MELTZER: If you look at the stimulus package, it should be called the Redistribution Package. What they are concerned about is who gains. Goodness knows that taxpayers should not be the people who get a benefit from this!

ENGLAND: That seems to be the new ruling philosophy.


ENGLAND: So, Congressman Dreier might reintroduce the provision to cover anyone buying a house.

MELTZER: He’s going to put it back in. Yes. It’s slightly different now, from what I understand from his office, I believe they may have already offered it.

ENGLAND: Some states are also offering a credit – California, for example.

MELTZER: Yes, and they have a high enough [income] tax rate that it might help. But the federal [income] tax rate would do a lot. And, in my proposal I said that if you didn’t pay taxes you would get the benefit any way. We’d give you the cash.

ENGLAND: Did that survive?

MELTZER: I think it was in the bill Congressman Dreier and others offered.

ENGLAND: That’s redistributive, too, but it is not redistributive for the purpose of being redistributive, but because we’re trying to get rid of the excess supply of unsold houses.

MELTZER: Look, this crisis is not going to end until we clean up the housing stock and clean up the banking mess.

ENGLAND: I couldn’t agree more. Thank you for taking time to talk about these developments and issues.

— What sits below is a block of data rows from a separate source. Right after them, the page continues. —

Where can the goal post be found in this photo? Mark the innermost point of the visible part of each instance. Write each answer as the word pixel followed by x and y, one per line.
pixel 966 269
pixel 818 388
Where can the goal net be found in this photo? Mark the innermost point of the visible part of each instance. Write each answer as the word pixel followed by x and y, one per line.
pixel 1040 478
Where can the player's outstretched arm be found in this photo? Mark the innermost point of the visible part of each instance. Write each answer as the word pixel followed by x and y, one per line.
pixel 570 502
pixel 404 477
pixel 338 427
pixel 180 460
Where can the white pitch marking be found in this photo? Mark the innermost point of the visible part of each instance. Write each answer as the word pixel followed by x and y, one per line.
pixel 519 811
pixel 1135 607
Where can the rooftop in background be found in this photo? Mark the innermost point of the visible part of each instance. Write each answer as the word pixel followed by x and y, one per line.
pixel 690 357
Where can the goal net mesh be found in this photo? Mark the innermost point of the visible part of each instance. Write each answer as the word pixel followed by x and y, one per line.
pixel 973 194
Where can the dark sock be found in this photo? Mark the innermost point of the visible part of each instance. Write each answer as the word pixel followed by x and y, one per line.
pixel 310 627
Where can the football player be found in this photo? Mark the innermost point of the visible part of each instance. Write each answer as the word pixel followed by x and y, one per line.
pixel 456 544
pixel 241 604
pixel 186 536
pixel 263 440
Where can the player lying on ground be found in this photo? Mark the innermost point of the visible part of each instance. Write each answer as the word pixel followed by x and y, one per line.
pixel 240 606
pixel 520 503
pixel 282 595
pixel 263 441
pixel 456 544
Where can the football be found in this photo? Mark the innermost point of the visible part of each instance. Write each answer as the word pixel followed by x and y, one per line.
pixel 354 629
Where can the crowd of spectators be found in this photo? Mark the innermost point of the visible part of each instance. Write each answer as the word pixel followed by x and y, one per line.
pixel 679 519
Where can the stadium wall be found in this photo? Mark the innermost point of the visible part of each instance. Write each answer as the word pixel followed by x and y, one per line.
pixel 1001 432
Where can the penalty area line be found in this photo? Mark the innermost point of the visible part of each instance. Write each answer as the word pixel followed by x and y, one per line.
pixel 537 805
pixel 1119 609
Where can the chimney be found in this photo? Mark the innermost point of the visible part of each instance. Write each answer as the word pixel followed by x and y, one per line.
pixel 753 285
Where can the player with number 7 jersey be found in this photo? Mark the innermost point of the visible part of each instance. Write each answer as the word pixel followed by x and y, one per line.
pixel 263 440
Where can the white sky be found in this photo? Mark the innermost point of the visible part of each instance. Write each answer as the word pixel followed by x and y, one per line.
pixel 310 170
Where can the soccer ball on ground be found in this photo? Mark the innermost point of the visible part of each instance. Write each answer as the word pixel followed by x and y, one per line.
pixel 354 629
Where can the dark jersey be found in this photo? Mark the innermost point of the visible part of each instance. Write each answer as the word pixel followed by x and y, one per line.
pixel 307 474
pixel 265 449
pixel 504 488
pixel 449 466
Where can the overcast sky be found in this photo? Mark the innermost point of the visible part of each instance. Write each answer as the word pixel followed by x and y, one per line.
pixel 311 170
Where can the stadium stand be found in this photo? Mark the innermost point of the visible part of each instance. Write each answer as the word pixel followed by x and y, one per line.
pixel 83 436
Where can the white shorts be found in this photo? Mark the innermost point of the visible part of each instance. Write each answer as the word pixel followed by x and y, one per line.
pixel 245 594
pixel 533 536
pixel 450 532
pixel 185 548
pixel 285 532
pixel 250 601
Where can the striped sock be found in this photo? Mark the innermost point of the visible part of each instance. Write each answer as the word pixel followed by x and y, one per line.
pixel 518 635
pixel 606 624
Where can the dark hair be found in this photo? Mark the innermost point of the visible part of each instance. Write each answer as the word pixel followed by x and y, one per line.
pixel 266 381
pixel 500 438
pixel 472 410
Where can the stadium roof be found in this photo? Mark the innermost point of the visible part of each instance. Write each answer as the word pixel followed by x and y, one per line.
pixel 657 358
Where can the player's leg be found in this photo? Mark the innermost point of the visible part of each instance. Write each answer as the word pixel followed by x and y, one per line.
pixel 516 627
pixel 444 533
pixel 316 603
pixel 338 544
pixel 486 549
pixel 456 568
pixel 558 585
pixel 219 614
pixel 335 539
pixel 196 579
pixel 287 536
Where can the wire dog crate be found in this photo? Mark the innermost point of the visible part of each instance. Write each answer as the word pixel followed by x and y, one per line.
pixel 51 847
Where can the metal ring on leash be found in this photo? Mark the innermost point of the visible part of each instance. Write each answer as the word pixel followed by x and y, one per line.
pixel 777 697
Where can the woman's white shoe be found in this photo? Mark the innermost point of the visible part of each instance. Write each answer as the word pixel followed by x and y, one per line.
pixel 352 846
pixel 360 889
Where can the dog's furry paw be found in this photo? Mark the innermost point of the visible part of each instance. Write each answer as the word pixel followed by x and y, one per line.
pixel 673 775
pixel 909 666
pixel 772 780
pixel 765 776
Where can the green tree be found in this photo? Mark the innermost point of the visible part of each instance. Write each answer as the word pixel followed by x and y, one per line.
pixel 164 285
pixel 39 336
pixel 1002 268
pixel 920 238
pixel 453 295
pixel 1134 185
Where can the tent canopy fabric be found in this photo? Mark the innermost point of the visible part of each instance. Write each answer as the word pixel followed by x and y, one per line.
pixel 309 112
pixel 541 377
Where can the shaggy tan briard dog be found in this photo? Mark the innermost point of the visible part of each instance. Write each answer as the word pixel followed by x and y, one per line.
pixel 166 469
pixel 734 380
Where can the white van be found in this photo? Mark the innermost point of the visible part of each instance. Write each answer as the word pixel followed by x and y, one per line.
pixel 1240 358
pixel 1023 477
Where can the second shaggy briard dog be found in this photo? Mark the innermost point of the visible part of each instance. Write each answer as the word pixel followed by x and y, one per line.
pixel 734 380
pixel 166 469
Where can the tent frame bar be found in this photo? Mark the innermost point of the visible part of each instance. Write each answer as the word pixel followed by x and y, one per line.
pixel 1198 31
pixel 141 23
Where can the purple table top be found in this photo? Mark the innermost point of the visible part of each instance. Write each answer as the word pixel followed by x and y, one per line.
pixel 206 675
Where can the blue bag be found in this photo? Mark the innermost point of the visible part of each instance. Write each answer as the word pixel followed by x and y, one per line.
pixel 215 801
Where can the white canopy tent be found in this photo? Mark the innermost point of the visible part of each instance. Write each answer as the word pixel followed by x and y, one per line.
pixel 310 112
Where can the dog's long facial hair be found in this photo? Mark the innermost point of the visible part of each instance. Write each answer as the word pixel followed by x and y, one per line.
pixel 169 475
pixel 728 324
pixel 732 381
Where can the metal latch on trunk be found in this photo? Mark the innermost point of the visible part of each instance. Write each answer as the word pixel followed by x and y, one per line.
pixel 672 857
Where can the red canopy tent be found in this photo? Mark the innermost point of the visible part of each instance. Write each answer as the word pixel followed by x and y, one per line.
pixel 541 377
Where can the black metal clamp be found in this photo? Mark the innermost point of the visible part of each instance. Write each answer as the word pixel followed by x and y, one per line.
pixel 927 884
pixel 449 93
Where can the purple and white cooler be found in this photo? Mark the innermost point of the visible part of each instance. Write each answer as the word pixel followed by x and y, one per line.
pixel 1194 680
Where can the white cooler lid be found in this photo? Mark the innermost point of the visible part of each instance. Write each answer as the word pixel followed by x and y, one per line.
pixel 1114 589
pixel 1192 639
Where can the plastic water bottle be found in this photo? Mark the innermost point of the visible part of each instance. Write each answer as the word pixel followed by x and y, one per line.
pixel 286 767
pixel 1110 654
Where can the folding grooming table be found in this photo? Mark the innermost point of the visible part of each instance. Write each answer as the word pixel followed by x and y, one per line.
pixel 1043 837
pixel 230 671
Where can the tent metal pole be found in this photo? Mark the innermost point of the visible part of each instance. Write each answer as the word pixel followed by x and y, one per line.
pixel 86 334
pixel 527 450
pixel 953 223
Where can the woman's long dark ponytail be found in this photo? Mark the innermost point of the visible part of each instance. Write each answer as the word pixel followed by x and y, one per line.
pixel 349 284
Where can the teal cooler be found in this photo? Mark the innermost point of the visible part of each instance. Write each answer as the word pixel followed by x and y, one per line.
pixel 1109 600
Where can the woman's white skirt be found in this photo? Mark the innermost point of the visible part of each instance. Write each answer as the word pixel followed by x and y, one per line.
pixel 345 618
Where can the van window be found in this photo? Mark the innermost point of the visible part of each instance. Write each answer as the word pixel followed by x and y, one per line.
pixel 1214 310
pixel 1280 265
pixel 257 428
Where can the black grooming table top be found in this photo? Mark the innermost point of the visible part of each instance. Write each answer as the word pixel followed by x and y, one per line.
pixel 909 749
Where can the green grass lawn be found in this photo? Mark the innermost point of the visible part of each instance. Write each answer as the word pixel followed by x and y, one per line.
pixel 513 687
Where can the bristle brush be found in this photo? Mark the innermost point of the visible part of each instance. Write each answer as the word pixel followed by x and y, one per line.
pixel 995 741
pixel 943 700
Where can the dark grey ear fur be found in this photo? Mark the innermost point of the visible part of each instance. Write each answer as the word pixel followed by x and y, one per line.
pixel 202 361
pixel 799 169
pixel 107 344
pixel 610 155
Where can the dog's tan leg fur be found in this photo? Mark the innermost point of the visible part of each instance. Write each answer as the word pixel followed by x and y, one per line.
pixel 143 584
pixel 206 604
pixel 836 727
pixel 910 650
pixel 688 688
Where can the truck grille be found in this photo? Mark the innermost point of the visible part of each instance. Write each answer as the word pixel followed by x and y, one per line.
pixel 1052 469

i Allan Meltzer is correct. Continental Illinois was taken over in 1984.
ii The ABX Index is a series of credit-default swaps based on 20 bonds backed by subprime mortgages. A decline in the ABX Index reflects investors’ sentiment that subprime mortgage holders will face increased financial losses, while an increase represents the opposite. Credit quality assumptions are made in quarterly indexes: Second-quarter 2007 subprime RMBS are generally viewed to have better credit quality than those from first-quarter 2007. Historical trends can be found at the Web site for the ABX indexes (
iii Lawrence Henry "Larry" Summers, a noted economist, is currently the Director of the White House's National Economic Council for President Barack Obama. He is also the Charles W. Eliot University Professor at Harvard University's Kennedy School of Government. He was Secretary of the Treasury near the end of the second term of Clinton Administration.
iv FASB's new guidance on mark-to-market accounting allows banks to use "significant judgment" when placing a value on illiquid assets such as residential mortgage-backed securities (RMBS) and collateralized debt obligations (CDOs). The new approach, which relaxes the standard, is allowed when there is "significant decline of a market for new issuances," or, in plain English, there is no longer a new market for the class of securities being evaluated. The change came in response to pressure from Congress, which held hearings on mark-to-market accounting March 12, where FASB Chairman.